Fanny i Clara symfonicznie

Na swoim drugim koncercie Mozarteumorchester Salzburg pod dyrekcją Riccardo Minasiego wykonała jedyne symfoniczne dzieła Fanny Mendelssohn i Clary Wieck.

Obie artystki, pierwsza jako siostra kompozytora, druga jako żona kompozytora, były skazane na bycie w cieniu znanych członków rodziny. Nie bywały mocno wspierane w tworzeniu, choć pozytywnie odnosił się do tego zarówno mąż Fanny, malarz Wilhelm Hensel, jak i mąż Clary – Robert Schumann. Jednak w warunkach, gdy życie rodzinne i jego organizacja spoczywały na barkach kobiet, niewiele było już na to czasu i siły. Zwłaszcza w przypadku Clary, która miała z Robertem ośmioro dzieci, a ponadto zarabiała na dom kontynuując karierę pianistyczną.

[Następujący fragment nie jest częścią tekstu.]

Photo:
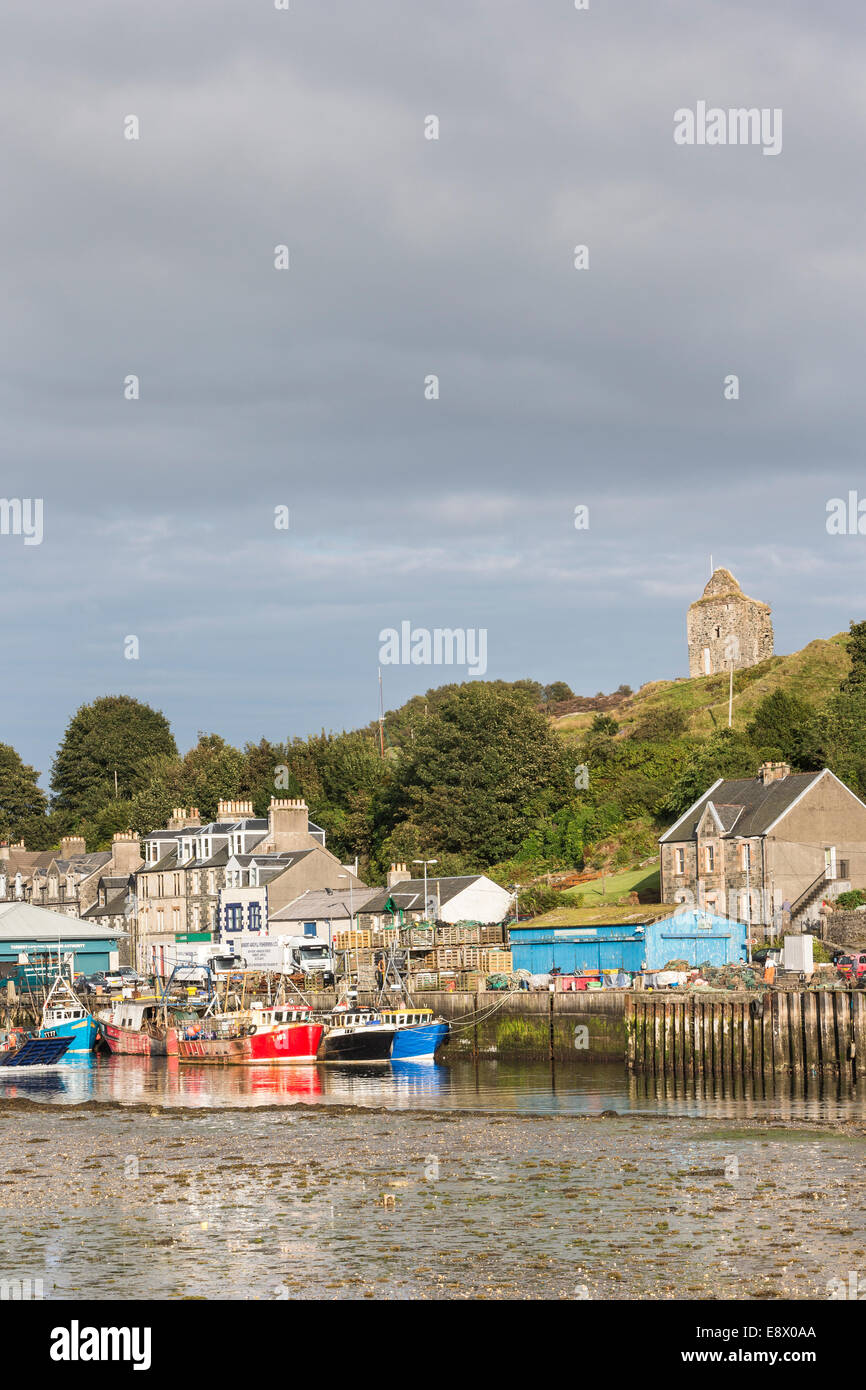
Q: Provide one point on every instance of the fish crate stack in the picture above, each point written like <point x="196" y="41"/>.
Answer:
<point x="494" y="934"/>
<point x="345" y="940"/>
<point x="416" y="937"/>
<point x="460" y="934"/>
<point x="423" y="980"/>
<point x="474" y="958"/>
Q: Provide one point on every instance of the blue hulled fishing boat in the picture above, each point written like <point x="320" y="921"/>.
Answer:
<point x="417" y="1034"/>
<point x="64" y="1016"/>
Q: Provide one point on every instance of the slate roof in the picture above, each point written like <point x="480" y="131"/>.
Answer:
<point x="744" y="805"/>
<point x="24" y="922"/>
<point x="116" y="906"/>
<point x="325" y="902"/>
<point x="168" y="861"/>
<point x="409" y="895"/>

Fanny żyła tylko 42 lata (to i tak o trzy lata dłużej niż jej brat Felix – on zmarł w kilka miesięcy po niej), ale była płodną kompozytorką, tyle że głównie w dziedzinie pieśni oraz utworów fortepianowych (niektóre zostały wydane pod nazwiskiem brata); napisała też znakomite trio fortepianowe. Jedyne jej dzieło orkiestrowe, Uwertura C-dur, pochodzi z 1832 r. Stylistyka jest bliska tej reprezentowanej przez brata, co nie dziwi, zważywszy to samo środowisko domowe. To taka porządna, mieszczańska muzyka, choć może brak tu tak wyrazistych tematów jak u Feliksa (Symfonia Włoska, zagrana w drugiej części koncertu, jest tu najlepszym przykładem), ale jest naprawdę dobrej jakości.

W przypadku Koncertu fortepianowego a-moll Clary – podałam nazwisko Wieck, ponieważ jeszcze wówczas je nosiła – jest zupełnie inaczej, bo to dzieło prawdziwie młodzieńcze, niemal dziecięce. W omówieniu w programie napisano, że ukończyła je mając lat 16, ale w Wiki podane jest, że miała lat 14 i przy kończeniu go pomagał jej już przyszły mąż. To z kolei może kłóciłoby się trochę z legendą, że środkowa Romanza, napisana na fortepian solo z towarzyszeniem wiolonczeli na początku i końcu, to „zapis miłości” młodziutkiej kompozytorki do pewnego wiolonczelisty. Jak było naprawdę, trudno powiedzieć, ale utworu tego nie należy rozpatrywać w kontekście twórczości Roberta, lecz raczej jako typowy wykwit stylu brillant, tych wszystkich Kalkbrennerów, Pixisów itp., których stylistykę rozwijał także młody Chopin, a których dzieła młoda pianistka wykonywała na swoich koncertach. Dużo tu wirtuozowsko-lirycznych zakrętasów i szkoda, że solistka koncertu, Luisa Imorde, zagrała go trochę blado; wyobrażałam sobie, co mógłby z tym zrobić pianista z dystansem i humorem w rodzaju Tobiasa Kocha… zwłaszcza z finałem w rytmie poloneza. Kompozytorski talent Clary rozwinął się później, także w formie pieśni, muzyki fortepianowej i kameralnej, i tak się składa, że i w jej przypadku jednym z piękniejszych utworów jest Trio fortepianowe.